Doordash is better for me with tips


----------



## KMANDERSON (Jul 19, 2015)

itsablackmarket said:


> Not bad. Ok I have a couple of questions. Do they give you that time block or can you log off and on like Uber? Do they tell you where to be or give orders based on your proximity to where you are and you can be anywhere you want in the city?


Doordash you have to be on a schedule.postmates you can be on a schedule our do it like uber and lyft.If you on the schedule you get priority.meaning if a job come up you will get it before the non scheduled driver


----------



## BostonTaxiDriver (Nov 23, 2014)

And Postmates/DoorDash are also better than Uber because in most cases, clients don't care if you're elderly, gay, female or male, outgoing, fat, have an accent, interesting...JUST deliver ON TIME.

I would miss the small talk with pax, though, because I like chatting and educating tourists on spots in Boston. But I realize it's just a job to most drivers, and they prefer no interaction with pax, right?


----------



## KMANDERSON (Jul 19, 2015)

BostonTaxiDriver said:


> And Postmates/DoorDash are also better than Uber because in most cases, clients don't care if you're elderly, gay, female or make, outgoing, fat, have an accent, interesting...JUST deliver ON TIME.
> 
> I would miss the small talk with pax, though, because I like chatting and educating tourists on spots in Boston. But I realize it's just a job to most drivers, and they prefer no interaction with pax, right?


Damn I don't miss people in my car at all.


----------



## atomix (May 10, 2015)

KMANDERSON said:


> Damn I don't miss people in my car at all.

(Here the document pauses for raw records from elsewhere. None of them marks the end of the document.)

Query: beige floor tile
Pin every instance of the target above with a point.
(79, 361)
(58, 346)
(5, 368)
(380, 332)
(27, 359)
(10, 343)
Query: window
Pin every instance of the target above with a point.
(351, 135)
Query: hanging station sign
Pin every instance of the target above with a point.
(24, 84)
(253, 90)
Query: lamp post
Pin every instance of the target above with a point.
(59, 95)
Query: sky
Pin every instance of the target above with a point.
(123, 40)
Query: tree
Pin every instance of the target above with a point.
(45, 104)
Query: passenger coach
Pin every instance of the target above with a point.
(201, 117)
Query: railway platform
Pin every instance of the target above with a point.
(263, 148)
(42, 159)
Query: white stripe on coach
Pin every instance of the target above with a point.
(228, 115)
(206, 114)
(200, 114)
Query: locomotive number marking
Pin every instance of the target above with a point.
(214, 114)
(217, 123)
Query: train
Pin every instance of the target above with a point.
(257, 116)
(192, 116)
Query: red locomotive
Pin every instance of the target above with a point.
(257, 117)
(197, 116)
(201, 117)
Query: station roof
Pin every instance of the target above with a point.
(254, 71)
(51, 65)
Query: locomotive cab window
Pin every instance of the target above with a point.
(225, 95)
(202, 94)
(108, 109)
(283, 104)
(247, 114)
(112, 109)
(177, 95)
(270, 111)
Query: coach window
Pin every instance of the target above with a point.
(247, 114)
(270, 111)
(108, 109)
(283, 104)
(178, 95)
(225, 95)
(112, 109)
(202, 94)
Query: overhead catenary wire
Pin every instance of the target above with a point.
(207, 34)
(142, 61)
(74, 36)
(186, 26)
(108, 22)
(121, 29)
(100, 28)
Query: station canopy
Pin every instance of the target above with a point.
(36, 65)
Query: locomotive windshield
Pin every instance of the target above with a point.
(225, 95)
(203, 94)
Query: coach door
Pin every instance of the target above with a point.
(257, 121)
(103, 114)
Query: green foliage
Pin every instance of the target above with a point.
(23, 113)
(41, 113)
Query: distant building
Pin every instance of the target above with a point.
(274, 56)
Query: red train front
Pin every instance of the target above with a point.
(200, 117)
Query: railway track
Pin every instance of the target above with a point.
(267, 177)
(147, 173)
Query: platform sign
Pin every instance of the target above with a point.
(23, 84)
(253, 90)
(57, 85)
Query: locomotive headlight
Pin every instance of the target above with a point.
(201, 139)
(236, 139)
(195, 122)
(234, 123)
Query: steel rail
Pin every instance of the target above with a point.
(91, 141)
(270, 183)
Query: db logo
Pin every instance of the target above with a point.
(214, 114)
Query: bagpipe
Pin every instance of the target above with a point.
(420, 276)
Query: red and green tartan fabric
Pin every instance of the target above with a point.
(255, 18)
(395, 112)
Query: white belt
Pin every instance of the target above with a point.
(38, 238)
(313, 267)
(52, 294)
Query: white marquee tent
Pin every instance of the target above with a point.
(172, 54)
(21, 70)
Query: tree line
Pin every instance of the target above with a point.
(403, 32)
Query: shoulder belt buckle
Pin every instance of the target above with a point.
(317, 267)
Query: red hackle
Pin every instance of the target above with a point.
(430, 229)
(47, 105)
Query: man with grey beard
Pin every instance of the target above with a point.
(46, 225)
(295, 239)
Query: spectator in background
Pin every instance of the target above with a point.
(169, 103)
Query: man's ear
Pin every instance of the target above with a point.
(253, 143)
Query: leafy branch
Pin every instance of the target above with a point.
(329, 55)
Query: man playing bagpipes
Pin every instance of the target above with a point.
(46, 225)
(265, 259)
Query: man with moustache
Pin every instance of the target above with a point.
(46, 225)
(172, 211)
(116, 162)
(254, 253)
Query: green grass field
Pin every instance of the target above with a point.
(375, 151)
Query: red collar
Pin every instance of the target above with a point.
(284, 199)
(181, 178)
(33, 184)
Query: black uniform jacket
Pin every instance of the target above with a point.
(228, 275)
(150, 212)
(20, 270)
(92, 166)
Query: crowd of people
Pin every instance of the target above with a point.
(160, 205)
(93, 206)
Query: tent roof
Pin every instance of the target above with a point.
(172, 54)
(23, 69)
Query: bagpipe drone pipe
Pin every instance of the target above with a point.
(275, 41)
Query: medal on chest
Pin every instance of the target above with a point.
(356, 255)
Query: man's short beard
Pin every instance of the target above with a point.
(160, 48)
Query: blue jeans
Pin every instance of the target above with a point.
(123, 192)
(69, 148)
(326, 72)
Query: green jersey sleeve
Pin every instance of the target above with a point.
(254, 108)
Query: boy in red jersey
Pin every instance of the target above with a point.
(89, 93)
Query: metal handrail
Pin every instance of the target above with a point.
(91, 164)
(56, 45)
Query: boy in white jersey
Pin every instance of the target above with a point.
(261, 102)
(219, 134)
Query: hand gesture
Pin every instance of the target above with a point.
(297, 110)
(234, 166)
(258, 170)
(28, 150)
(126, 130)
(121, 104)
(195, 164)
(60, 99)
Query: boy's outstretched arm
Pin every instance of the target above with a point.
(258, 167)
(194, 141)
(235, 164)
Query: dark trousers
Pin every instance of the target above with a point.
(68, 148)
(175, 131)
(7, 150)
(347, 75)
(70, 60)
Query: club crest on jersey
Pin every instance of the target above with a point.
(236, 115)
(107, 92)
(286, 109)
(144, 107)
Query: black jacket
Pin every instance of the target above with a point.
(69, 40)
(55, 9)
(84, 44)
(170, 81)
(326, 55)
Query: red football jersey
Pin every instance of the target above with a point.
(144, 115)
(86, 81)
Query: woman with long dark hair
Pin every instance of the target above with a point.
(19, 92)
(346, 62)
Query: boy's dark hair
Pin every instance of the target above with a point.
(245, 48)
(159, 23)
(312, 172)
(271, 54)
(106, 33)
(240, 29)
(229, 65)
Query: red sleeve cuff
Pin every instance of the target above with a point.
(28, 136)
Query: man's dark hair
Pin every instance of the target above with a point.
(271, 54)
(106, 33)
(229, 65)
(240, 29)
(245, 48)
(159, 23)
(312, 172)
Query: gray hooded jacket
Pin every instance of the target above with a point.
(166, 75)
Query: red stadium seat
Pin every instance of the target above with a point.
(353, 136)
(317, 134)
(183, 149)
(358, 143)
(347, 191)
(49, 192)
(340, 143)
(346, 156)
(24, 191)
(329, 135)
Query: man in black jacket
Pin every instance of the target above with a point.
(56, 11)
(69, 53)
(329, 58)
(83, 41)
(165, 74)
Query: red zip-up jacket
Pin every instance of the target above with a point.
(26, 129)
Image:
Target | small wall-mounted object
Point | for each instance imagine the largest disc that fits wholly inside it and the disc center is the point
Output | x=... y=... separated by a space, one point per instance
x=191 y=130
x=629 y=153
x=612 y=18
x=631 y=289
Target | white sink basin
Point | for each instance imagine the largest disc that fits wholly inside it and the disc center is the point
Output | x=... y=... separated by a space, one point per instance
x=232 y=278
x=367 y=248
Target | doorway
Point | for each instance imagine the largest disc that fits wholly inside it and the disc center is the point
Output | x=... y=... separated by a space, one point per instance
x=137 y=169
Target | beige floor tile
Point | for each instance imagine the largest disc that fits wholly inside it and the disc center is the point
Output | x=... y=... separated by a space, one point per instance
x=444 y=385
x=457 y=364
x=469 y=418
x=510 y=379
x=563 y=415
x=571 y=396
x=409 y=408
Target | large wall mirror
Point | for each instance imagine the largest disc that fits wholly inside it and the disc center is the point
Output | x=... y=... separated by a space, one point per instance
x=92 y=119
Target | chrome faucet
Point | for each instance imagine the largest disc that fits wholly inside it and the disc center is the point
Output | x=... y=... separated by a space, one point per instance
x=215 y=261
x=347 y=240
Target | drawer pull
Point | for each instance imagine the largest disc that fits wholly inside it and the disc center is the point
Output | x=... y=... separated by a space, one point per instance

Food can slide all over the place, fall on the ground, and smell like horse fart, BUT at least it keeps quiet, doesn't ask same question over and over--"so, can I change the station?"--try to have sex in back seat (yea, seriously), back-seat navigate, etc, etc, etc.

By the way, love playing what I damn want as loud as I damn want, including heavy metal and Pink Floyd.


----------



## Fuzzyelvis (Dec 7, 2014)

BostonTaxiDriver said:


> And Postmates/DoorDash are also better than Uber because in most cases, clients don't care if you're elderly, gay, female or make, outgoing, fat, have an accent, interesting...JUST deliver ON TIME.
> 
> I would miss the small talk with pax, though, because I like chatting and educating tourists on spots in Boston. But I realize it's just a job to most drivers, and they prefer no interaction with pax, right?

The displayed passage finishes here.